KAPAA — The doors of churches and spiritual centers on the island were open early Election Day, offering a chance to check in before checking the ballot boxes on Tuesday.
At 7 a.m., coffee and calmness welcomed visitors to The Center for Spiritual Living in Kapaa, where the Rev. Rita Andriello and the Rev. Patrick Feren provided a place to come and focus on the “highest outcome of the election.”
“We can’t expect peace from the outside world if we don’t have peace within ourselves,” Andriello said. “You don’t want to make big decisions out of fear, you want it to be in love, and here it’s a safe place where people can hold a consciousness of peace for the world.”
At Christ Memorial Episcopal Church in Kilauea, a steady stream of voters wandered through the sanctuary as well, venturing a prayer before hitting the polls.
“It’s great that they’re open because everyone is stressed about this election,” said Sylvia Woods, from Princeville, who dropped by Christ Memorial Episcopal Church about noon.
The Rev. Robin Taylor said that’s exactly why she decided to open the church on Tuesday until about 4 p.m.
Christ Memorial Episcopal Church usually doesn’t open during the week on a regular basis, but Taylor said it “seemed critical” to open on Election Day so people could drop in for a time of prayer, meditation or contemplation.
“After such a negative and challenging campaign season, we thought it important for people to have a place to come to pray before voting, or even afterwards,” Taylor said.
But it’s not just Decision 2016 that has believers falling to their knees; the pending transition of power is also driving people to seek a higher power.
“It is important to seek God’s guidance as we vote, and as we face the days ahead,” Taylor said. “We are to strive for justice and peace among all people, and to respect the dignity of every single human being. We pray to ask God to strengthen us to do all of these, during such unusual times in our country.”

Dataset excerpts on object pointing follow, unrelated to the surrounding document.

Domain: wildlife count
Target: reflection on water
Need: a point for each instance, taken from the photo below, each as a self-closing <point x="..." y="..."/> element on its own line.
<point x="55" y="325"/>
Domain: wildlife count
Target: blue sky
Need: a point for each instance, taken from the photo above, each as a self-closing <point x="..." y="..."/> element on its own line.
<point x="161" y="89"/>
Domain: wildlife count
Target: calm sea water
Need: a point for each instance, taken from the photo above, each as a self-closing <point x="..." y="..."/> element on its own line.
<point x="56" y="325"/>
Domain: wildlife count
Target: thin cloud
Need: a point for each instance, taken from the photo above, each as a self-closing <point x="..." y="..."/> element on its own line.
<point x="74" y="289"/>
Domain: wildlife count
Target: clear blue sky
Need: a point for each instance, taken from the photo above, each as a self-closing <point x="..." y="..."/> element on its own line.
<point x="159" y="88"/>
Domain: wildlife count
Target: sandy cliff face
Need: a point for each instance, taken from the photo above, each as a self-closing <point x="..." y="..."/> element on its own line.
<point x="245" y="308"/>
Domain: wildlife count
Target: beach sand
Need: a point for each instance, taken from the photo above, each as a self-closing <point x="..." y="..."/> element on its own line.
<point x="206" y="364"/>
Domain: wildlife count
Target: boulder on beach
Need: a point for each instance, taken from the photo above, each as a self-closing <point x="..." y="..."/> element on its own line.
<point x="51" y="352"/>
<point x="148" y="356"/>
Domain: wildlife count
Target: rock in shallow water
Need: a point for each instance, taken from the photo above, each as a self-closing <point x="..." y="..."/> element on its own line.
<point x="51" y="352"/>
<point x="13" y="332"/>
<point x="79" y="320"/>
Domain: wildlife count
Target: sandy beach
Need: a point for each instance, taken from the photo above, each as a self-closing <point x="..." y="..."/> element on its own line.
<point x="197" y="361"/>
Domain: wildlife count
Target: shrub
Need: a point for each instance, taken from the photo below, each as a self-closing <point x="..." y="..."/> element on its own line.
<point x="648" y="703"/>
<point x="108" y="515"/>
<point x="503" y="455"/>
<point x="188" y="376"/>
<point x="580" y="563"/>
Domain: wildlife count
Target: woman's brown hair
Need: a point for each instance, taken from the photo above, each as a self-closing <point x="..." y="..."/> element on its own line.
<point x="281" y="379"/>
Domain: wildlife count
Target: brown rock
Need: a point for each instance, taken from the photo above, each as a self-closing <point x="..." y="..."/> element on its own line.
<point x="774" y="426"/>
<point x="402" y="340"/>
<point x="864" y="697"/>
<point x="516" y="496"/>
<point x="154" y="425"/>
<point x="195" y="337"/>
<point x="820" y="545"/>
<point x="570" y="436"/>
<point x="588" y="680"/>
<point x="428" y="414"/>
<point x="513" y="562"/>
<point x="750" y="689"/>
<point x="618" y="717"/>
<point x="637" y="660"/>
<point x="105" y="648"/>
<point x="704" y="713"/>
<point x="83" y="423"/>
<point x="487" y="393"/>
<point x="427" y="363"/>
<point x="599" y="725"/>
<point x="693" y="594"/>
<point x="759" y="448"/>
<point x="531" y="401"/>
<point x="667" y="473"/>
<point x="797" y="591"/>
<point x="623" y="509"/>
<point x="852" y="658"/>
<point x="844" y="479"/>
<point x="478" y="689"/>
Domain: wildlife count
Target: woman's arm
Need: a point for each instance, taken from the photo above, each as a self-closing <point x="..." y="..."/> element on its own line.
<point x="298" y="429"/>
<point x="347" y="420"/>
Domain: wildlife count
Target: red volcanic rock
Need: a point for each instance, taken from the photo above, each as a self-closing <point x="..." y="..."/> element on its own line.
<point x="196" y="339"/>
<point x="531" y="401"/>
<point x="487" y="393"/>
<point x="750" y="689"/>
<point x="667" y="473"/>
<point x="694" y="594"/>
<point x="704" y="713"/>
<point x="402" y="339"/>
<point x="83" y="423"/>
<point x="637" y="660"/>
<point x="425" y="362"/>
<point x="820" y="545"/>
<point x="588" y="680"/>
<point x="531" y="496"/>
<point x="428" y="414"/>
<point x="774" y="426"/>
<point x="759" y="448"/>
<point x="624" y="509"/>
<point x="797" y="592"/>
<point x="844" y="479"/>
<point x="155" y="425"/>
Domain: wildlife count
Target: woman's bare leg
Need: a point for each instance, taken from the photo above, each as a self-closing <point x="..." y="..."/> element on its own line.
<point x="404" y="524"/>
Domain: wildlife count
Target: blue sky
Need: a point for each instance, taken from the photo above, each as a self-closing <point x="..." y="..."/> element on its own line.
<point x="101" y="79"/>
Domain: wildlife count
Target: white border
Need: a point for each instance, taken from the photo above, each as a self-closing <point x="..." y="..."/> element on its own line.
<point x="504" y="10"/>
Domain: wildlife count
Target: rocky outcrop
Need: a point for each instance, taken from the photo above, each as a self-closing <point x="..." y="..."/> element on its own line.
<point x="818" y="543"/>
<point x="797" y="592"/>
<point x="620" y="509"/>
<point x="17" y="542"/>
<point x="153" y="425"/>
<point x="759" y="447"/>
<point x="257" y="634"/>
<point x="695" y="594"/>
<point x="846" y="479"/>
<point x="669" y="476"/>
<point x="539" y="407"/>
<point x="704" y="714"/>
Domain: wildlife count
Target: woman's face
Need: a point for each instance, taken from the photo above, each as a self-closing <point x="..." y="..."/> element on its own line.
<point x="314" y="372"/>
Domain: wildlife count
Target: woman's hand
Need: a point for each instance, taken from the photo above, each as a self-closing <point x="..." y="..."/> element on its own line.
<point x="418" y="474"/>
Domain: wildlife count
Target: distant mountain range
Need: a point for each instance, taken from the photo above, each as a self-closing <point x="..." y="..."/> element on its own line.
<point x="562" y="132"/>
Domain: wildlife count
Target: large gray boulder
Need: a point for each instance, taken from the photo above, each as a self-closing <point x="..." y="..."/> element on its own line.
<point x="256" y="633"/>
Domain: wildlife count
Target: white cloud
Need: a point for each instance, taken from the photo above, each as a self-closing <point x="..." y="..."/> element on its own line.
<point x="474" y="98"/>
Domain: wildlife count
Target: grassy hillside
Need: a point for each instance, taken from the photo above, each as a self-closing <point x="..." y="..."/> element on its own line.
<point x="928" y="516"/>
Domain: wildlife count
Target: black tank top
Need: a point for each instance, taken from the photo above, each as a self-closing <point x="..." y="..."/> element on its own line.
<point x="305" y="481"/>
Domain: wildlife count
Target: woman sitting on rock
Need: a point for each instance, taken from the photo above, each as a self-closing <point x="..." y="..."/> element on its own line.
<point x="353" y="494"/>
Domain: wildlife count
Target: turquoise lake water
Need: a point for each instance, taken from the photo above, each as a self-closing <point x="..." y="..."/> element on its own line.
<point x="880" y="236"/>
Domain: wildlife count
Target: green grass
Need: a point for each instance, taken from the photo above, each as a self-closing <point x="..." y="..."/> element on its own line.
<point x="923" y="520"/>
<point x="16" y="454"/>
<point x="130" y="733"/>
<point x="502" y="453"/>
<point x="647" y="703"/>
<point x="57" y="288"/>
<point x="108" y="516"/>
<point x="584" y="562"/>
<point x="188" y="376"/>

Since the church is located just up the street from Kilauea School, where polling was taking place, Taylor said most of the people that filtered through came by to pray before voting.
And a good chunk of people came through earlier in the morning, on their way to work, though people showed up throughout the day.
“It’s wonderful to come in and take a moment,” Woods said.
Kauai Christian Fellowship’s South Campus also found a way to be involved in Election Day by hosting one of the polling places within its walls.
“We intentionally wanted to have the voting here at the church because people from both sides can step in and vote as Americans and then leave as Americans,” said Pastor Rick Bundschuh of Kauai Christian Fellowship.
For Christians, he explained, visiting a church to cast votes for leaders of the country is a reminder of a higher power.
At Christ Memorial Episcopal Church, those who didn’t have the words to express their feelings got a jump-start with printed-out prayers that could be modified at will.
“Almighty God, to whom we must account for all our powers and privileges: guide the people of the United States and of Hawaii in the election of officials and representatives; that, by faithful administration and wise laws, the rights of all may be protected and our nation be enabled to fulfill your purposes; through Jesus Christ our Lord,” the prayer said.
Those who needed a quiet place to say a prayer before casting their votes had the chance to make a quick stop by the sanctuary on the way to the poll booths.
“I think everyone ought a be praying a whole lot,” Bundschuh said. “At the best this (election) will be divisive, at the worst it’ll be disastrous.”
Praying for the children in America was also something that was on Taylor’s mind during Election Day.
“Anxiety about the election is high among the majority of adults in our country. But likewise are our children stressed. There has been an increase in bullying in the schools. Children have shown stress about issues of race, ethnicity, religion, and body image,” she said. “We also need to pray for our children.”